Too Alone in Our Luck: A New Organ Transplant Paradigm

 We’re lucky, Tamar and I. We both, though twenty years apart, are renal transplant donor recipients. Her first anniversary comes in early October
 
 As to my experience, I knew, like thousands of Americans, that I’d need a new kidney. I’m far luckier than most, though, for I also knew what most Americans don’t:

          . I never had to do dialysis. (Neither did Tamar have to be dialysed.)
 
          . I’d never be on a list. (Nor was she.)

          . My sister and I would have an ease of planning, over time, when and where we’d have the switch-out done. We did it on 3 July 1998, having arranged it well in advance. The sense of control in an otherwise unsettling time was palpable and welcome. The overwhelming number of people needing new kidneys never have the luxury we had.

 As you likely know, a world-wide black market in all sorts of organs flourishes. Most often, in that market, ‘donors’ are from poor nations and, here, from very poor American neighborhoods. These people typically receive a pittance after organ extraction under, often, remarkably filthy conditions. Infection and/or death often follow.
 
 There’s no comprehensive solution on the horizon, yet Dr. Sander Florman of Mt. Sinai in New York offers an idea, a new and interesting route that may help deal with the awful supply-demand transplant-organ reality. He points out that we use an opt-in donor model. That is, if you want your organs to survive you, you check that off on your license. Dr. Florman argues that we, here, must do what an increasing number of nations do. We must, he says, go to an opt-out donor model.

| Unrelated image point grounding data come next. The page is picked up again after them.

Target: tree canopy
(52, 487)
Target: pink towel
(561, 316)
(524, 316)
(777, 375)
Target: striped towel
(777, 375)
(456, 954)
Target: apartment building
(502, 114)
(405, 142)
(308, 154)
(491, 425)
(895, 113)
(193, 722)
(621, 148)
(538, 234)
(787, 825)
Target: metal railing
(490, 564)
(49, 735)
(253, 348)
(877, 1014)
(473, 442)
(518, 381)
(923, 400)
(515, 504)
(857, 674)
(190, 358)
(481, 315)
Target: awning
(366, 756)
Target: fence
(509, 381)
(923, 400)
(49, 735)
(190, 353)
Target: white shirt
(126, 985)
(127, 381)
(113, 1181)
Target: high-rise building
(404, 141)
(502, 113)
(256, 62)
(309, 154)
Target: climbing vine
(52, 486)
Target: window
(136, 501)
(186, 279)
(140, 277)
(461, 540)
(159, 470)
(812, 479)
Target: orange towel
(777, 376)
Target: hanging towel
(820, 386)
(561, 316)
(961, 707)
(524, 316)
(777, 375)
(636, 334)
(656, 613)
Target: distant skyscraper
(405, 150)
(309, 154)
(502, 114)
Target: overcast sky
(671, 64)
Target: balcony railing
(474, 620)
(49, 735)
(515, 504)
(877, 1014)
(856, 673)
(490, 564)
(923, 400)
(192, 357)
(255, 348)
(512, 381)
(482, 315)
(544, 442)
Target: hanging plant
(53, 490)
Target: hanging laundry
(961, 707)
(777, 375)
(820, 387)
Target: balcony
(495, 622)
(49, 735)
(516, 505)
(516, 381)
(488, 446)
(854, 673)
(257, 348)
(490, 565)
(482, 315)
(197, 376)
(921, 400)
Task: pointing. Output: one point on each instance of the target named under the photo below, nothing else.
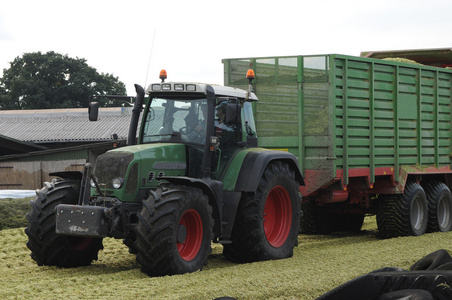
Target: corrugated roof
(64, 125)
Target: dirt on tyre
(48, 248)
(439, 200)
(403, 215)
(267, 222)
(174, 231)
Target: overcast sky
(190, 38)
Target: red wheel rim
(78, 243)
(189, 248)
(277, 216)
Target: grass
(320, 263)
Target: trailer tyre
(403, 215)
(267, 221)
(48, 248)
(439, 200)
(174, 231)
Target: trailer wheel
(403, 215)
(267, 221)
(48, 248)
(174, 231)
(439, 207)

 Under the opt-out model your consent is presumed unless you opt-out (and anyone may opt-out without having to explain the reasons for opting out). All healthy citizens, on this paradigm, are presumed to be donors.

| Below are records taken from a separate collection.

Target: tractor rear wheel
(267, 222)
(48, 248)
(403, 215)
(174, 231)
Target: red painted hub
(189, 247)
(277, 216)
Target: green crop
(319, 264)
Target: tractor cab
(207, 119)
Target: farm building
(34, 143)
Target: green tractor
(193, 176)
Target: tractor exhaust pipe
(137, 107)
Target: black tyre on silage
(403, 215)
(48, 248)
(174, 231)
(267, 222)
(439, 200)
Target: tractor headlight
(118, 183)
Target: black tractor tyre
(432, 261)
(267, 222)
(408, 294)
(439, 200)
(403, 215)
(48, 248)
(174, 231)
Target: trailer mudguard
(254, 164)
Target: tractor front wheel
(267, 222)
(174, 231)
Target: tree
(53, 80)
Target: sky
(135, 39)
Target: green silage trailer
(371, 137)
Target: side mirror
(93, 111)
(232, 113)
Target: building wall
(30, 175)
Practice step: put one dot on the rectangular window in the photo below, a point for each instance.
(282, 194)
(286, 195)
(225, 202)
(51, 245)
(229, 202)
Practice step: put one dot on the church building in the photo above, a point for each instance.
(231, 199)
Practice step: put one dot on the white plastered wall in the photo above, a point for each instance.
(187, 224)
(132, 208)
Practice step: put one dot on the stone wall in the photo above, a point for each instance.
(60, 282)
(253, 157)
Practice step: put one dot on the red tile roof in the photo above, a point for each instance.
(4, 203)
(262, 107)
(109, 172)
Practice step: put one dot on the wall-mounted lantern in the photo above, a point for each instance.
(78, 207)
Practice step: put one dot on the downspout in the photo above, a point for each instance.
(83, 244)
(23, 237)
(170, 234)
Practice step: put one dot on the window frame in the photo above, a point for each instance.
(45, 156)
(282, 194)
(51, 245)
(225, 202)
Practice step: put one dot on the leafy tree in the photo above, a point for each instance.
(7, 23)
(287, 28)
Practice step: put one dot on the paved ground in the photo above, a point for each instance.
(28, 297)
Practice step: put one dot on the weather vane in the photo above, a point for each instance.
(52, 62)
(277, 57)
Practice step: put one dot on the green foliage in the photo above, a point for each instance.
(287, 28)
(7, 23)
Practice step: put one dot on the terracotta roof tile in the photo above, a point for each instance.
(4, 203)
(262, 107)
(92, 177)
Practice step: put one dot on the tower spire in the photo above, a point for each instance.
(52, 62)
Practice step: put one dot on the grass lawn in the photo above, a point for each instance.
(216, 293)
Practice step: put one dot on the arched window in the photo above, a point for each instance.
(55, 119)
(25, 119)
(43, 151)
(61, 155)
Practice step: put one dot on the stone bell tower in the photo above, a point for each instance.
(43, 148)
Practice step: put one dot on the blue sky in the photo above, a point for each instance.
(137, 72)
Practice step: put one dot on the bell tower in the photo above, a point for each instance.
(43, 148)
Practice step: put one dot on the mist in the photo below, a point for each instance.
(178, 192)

 While most Americans in survey upon survey support the idea of organ-donation, donation rates remain very low. In countries with opt-out laws, roughly only 5% opt out. And while there’s no guarantee that world-wide presumed-consent would eliminate the wait-lists and the global black-market, the record does show that in the nations with it, the legitimate availability of healthy organs has increased significantly. Lives are saved and far fewer poor people are exploited. Many more transplantees and donors return to their families and work, and the emotional and economic health of those nations are bettered.

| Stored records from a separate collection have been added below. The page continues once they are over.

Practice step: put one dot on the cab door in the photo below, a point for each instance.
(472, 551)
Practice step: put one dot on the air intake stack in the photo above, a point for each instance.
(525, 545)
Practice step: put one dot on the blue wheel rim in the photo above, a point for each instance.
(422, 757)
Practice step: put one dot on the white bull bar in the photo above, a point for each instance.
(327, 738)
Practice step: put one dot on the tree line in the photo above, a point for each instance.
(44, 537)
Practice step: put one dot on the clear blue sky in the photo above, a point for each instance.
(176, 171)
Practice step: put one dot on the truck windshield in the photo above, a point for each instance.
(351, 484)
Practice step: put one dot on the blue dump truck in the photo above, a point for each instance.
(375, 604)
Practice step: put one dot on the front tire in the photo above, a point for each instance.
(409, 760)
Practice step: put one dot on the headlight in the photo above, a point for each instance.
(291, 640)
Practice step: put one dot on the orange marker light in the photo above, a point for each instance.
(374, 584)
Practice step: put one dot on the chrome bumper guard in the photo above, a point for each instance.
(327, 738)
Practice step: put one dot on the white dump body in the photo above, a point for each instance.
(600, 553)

 Long before I knew for certain I’d need a renal transplant I followed the medical and legal and medical debates including the prosecutions of those Americans who would (you’ll excuse the term) gouge the poor as they realize enormous profits from the torn bodies of the voiceless.  
 
Opt-out is the first ray of decency I’ve seen (and, again, anyone genuinely may opt-out under the plan; it simply reverses the current presumption). Under the current opt-in system too many Americans die for lack of transplantable organs, and many organs (after, for example, deadly car accidents) just get tossed. We must be willing to try new, well thought-out models.                                                       *

Not everyone with bum kidneys has the close family, the gem of a sister I have. Not everyone, as Tamar did, was able to find a solid match in a longstanding family friend. 

We all can, though, regard new approaches seriously, perhaps by supporting small-scale, opt-out test-programs in several states or in large cities.
 
 Tamar and I are far too alone in our luck.